Com Trump à frente de Biden em muitas pesquisas em estados indecisos, os eleitores da direita religiosa farejam uma oportunidade histórica para impor uma agenda radical que poderia proibir o aborto em todo o país, restringir os direitos LGBTQ+ e confundir a separação entre Igreja e Estado. Na conferência da sexta-feira 21, todos os oradores a pintaram como uma cruzada justa e a única forma de resistir à onda de secularismo liberal que varre os Estados Unidos.
Ben Carson, ex-secretário de Habitação no governo Trump, elogiou o estado da Louisiana, dominado pelos republicanos, por ser o primeiro a exigir que os Dez Mandamentos cristãos sejam exibidos em todas as salas de aula nas escolas públicas. “Vocês não estão felizes porque ontem o governador da Louisiana assinou a lei, colocou os Dez Mandamentos de volta nas escolas?”, afirmou, sob aplausos, antes de alertar a respeito de um projeto comunista de 60 anos para mudar os EUA, dominando escolas, igrejas e Hollywood e removendo Deus da praça pública.
Josh Hawley, senador republicano pelo Missouri, “denunciou” uma “agenda antirreligiosa radical” que assola o país. E disse: “Quem está dividindo a América é a esquerda radical, e é por isso que eu digo a vocês que não precisamos de menos influência cristã na nossa sociedade, não precisamos de menos testemunho cristão na nossa sociedade. Precisamos de mais em todas as partes do governo, em todas as partes da sociedade”. Diante dos gritos de aprovação do público, Hawley acrescentou: “Devemos tirar a bandeira do Orgulho das escolas e colocar a Bíblia de volta. Querem saber? Devemos retirar a bandeira trans de todos os edifícios federais e escrever sobre todos os edifícios federais da América as palavras ‘Em Deus confiamos’. Nós confiamos em Deus. Amém”.
A formulação de “uma eleição do Armagedom”, em que a própria verdade religiosa está em jogo, com a vitória a representar a providência divina e a derrota, uma catástrofe total, foi cristalizada por Monica Crowley, comentarista política de direita e ex-secretária-adjunta do Tesouro. Crowley descreveu as eleições como um “momento decisivo” comparável à revolução norte-americana, à Guerra Civil, à Segunda Guerra Mundial e aos ataques terroristas de 11 de setembro. Falou em uma “guerra” contra “o inimigo interno” que passou quase meio século “se infiltrando, minando e destruindo” os EUA com “filosofias ímpias”. Ela lamentou o fato de Hollywood não produzir mais “filmes patrióticos” como aqueles de John Wayne e, extraordinariamente, defendeu a caça às “bruxas comunistas” da década de 1950. “O senador Joe McCarthy estava certo, e tentou tocar o alarme na década de 1950 sobre a infiltração comunista em nosso governo e o mesmo estado profundo que agora persegue Donald Trump”, disse. “O mesmo estado profundo que removeu Richard Nixon, o mesmo estado profundo que perseguiu Ronald Reagan e qualquer outro que os enfrentasse. Esse estado profundo tornou-se muito insidioso e, na década de 1950, difamou e atacou Joe McCarthy por falar a verdade sobre o comunismo ímpio nos próprios corredores do nosso governo.”

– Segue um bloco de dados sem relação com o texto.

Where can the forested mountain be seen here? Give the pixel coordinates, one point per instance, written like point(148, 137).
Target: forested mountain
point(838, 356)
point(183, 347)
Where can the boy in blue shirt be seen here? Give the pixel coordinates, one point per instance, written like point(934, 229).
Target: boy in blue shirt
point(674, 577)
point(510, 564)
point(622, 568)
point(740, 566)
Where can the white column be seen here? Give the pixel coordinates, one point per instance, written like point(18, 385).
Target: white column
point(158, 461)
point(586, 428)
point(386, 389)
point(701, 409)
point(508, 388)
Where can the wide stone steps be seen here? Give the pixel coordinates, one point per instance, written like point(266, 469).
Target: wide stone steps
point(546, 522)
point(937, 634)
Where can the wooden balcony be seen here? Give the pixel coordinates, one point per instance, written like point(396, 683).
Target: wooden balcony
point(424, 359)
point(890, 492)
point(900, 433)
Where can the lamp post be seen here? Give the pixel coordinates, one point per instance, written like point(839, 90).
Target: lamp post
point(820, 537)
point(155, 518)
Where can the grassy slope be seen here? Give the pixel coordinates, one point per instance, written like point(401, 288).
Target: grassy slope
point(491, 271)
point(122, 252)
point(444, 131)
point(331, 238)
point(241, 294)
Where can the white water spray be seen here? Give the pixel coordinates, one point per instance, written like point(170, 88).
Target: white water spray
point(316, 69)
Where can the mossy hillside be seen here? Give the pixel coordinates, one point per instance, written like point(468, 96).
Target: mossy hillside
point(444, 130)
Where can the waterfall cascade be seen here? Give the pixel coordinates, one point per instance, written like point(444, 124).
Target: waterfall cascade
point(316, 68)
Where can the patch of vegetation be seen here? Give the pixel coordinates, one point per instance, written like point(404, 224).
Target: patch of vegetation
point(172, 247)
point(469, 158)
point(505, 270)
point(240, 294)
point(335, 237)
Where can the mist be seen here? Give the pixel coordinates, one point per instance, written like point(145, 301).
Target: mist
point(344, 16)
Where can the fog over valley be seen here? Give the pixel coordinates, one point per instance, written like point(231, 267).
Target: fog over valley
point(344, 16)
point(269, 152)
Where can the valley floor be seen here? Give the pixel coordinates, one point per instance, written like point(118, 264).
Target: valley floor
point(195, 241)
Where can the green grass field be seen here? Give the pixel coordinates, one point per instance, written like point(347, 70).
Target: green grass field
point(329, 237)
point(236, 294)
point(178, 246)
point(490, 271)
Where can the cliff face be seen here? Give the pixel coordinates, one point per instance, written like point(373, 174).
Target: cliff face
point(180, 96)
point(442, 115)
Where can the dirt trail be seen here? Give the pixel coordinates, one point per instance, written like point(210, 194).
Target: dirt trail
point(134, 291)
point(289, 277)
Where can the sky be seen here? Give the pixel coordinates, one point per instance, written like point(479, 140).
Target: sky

Notavelmente, pouco foi dito pelos 12 oradores principais sobre o aborto, uma granada política para a qual os republicanos têm lutado para encontrar uma mensagem coerente desde que a Suprema Corte anulou o precedente histórico Roe vs. Wade, há dois anos.
“Devemos tirar a bandeira do Orgulho das escolas e colocar a Bíblia de volta”, discursou o senador Josh Hawley
O pacto dos conservadores religiosos com Trump parece manter-se. Alguns estavam céticos em relação ao astro de reality shows que se casou três vezes quando ele concorreu pela primeira vez à Presidência, em 2016, mas as preocupações foram amenizadas por seu companheiro de chapa, o cristão evangélico renascido Mike Pence, e por um governo em que ele deslocou o Judiciário para a direita. Nem mesmo a condenação em Nova York, no mês passado, por 34 acusações criminais num julgamento que envolveu pagamentos clandestinos a uma estrela de filmes eróticos, abalou seu controle sobre esse eleitorado. Muitos daqueles que se queixam de que sua própria fé está sitiada o consideram um instrumento contundente para combater a esquerda radical. Muitas vezes racionalizam seu voto ao dizer que escolhem um presidente, não um pastor. Alguns evangélicos o comparam ao rei persa Ciro, o Grande, que, segundo a Bíblia, permitiu aos judeus regressarem a Israel do exílio na Babilônia.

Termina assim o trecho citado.